Anyway, with PostgreSQL 17, this is changed. The tarball generation is still invoked by calling make dist, but that internally now calls git archive. git archive packs the files belonging to a given Git commit into a tar (or other) archive in a reproducible and verifiable way. Therefore, if I now run make dist on a given commit (such as a release tag), then I will get the exact same (bit-identical) tarball as the next person. A packager can now trace the tarball back to the Git repository, and in turn an end-user can trace a binary package back to the Git repository as well (assuming reproducible builds, which is an ongoing struggle).

(To be clear, this change is only in major version PostgreSQL 17 and (presumably) future major versions. The maintenance releases for older major versions (16 and back) will continue to be published using the old method until they go out of support.)

Getting this to work was also not entirely straightforward. You need to carefully calibrate the git archive options to make sure this works consistently across platforms and local Git configurations. Which is why we’re keeping the make dist invocation as a wrapper. Also, you need a new enough version of Git for this (2.38.0 or newer). Currently, the Git version used to produce the release tarballs (on the above-mentioned “clean” box) is too old to create reproducible .tar.gz tarballs, but it will create reproducible .tar.bz2 tarballs. The latter is what most users and packagers use anyway. If you care about this, avoid the .tar.gz for now.

(Update 2024-09-25: This has been addressed for the 17.0 final release. The Git version on the “clean” box was upgraded, and the .tar.gz tarballs are also reproducible now.)

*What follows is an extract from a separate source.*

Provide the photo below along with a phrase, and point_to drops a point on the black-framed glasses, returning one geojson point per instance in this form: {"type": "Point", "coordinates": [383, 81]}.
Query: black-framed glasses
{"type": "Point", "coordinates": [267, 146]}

I think this is progress, if you care about software supply chain integrity. (It’s also a relief if you care about maintaining the build system.) There are certainly more things that could be done. One thing mentioned above is that reproducible builds don’t work for PostgreSQL in all situations. My understanding is that this needs to be fixed elsewhere, though. Another topic is more traceability about how things get into the Git repository. The make dist change only ensures that once code is in the Git repository, you can trace it from there, ideally all the way to the end user installation. There are, of course, various technical and social processes in the PostgreSQL developer community that monitor the integrity of the source code, but there is nothing currently that checks in a computerized, cryptographic way the origin of what goes into the Git repository. So something like signed commits might be worth looking into in the future in order to improve this further.